L’accent mis sur le risque existentiel lors du Sommet sur la sécurité de l’IA de 2023 au Royaume-Uni à Bletchley Park, en sur-insistant sur l’analogie de la prolifération nucléaire, a manqué une occasion d’examiner d’autres domaines où la sécurité est considérée comme un bien public : la cybersécurité, les antibiotiques et l’immunologie (avec plusieurs initiatives intéressantes post-Covid-19), et la sécurité aérienne.

Le projet pourrait également s’associer et poursuivre le travail actuellement mené par la fondation privée ARC Prize pour favoriser le développement de systèmes d’IA sûrs et avancés. L’ARC Prize, cofondé par François Chollet, créateur de la bibliothèque open source Keras, et Mike Knoop, cofondateur de la société de logiciels Zapier, est une organisation à but non lucratif qui organise des concours publics pour faire progresser la recherche sur l’intelligence artificielle générale (AGI). Leur événement phare, le concours ARC Prize, offre plus d’un million de dollars aux participants qui peuvent développer et ouvrir des solutions au benchmark ARC-AGI – un test conçu pour évaluer la capacité d’un système d’IA à généraliser et à acquérir de nouvelles compétences efficacement.

L’accent mis par l’ARC Prize Foundation sur les solutions open source et les concours publics s’aligne parfaitement sur les objectifs du ‘Human AI Project’ de favoriser la collaboration internationale et la transparence dans le développement de l’IA, comme indiqué sur le site Web de l’ARC Prize Foundation sous ‘AGI’ :

‘Les LLM sont entraînés sur des quantités de données inimaginablement vastes, mais restent incapables de s’adapter à des problèmes simples sur lesquels ils n’ont pas été entraînés, ou de faire de nouvelles inventions, aussi basiques soient-elles. De fortes incitations du marché ont poussé la recherche de pointe sur l’IA à devenir fermée. L’attention et les ressources de la recherche sont entraînées vers une impasse. L’ARC Prize est conçu pour inspirer les chercheurs à découvrir de nouvelles approches techniques qui font progresser l’AGI ouverte.’

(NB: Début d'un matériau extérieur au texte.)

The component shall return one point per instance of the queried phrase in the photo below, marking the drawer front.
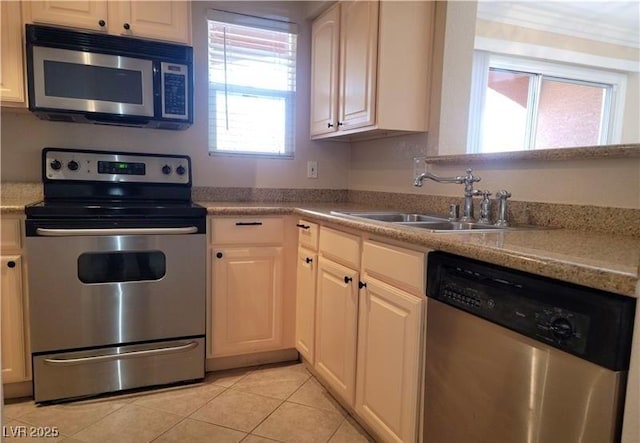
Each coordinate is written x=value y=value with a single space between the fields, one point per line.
x=11 y=237
x=247 y=230
x=340 y=247
x=402 y=268
x=308 y=234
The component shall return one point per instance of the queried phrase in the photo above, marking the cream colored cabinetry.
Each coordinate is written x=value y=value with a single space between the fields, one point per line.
x=161 y=20
x=247 y=286
x=13 y=306
x=325 y=32
x=11 y=68
x=376 y=80
x=369 y=329
x=337 y=311
x=306 y=277
x=390 y=336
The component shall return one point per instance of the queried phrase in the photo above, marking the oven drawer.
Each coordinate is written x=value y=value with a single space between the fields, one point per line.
x=73 y=374
x=247 y=230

Comme le HGP, le ‘Human AI Project’ consacrerait une partie de son financement à la gouvernance et à la surveillance éthiques. Cela inclurait des discussions sur le droit d’auteur. Le projet pourrait aider la société à examiner l’éthique de l’accès gratuit à la meilleure source d’information en matière de formation tout en développant des modèles propriétaires par-dessus. Dans le domaine de la biologie, il est bien connu que la Protein Data Bank, qui a été essentielle pour le modèle AlphaFold de Google DeepMind pour prédire la structure des protéines, a probablement nécessité l’équivalent de 10 milliards de dollars de financement sur une période de 50 ans. Le projet pourrait aider à réfléchir à la manière dont nous continuons à financer le développement de l’IA ou à la manière dont les AIC propriétaires devraient partager les revenus avec les créateurs d’œuvres originales.

Ensemble, ces principes de Paris et le ‘Human AI Project’ contribueraient à faire progresser l’IA à l’échelle mondiale d’une manière plus ouverte, collaborative et éthique. Ils s’appuieraient sur les réalisations des principaux contributeurs open source, de l’Europe au Moyen-Orient, en passant par l’Inde et maintenant la Chine, dans le cadre des logiciels open source existants et des cadres et plateformes spécifiques à l’IA.

L'histoire se répète avec l'IA

L’opportunité qui s’offre à nous est immense. Mistral AI, kyutai, BFL, Stability, et plus récemment DeepSeek ont donné au public l’espoir qu’un avenir où la coopération rivalise ou même surpasse les AIC propriétaires est possible.

Nous n’en sommes encore qu’aux premiers stades de cette percée technologique. Nous devrions être reconnaissants pour les contributions que les AIC ont apportées au domaine. Le Sommet de l’action sur l’IA devrait être l’occasion de favoriser une innovation coopérative à une échelle sans précédent et d’amener autant d’acteurs que possible du bon côté de l’histoire.

C’est 1789 à nouveau. Nous assistons à une lutte pour la souveraineté technologique, une décentralisation du pouvoir et un appel à l’IA en tant que bien public. Et tout comme en 1789, cette révolution ne sera pas contenue.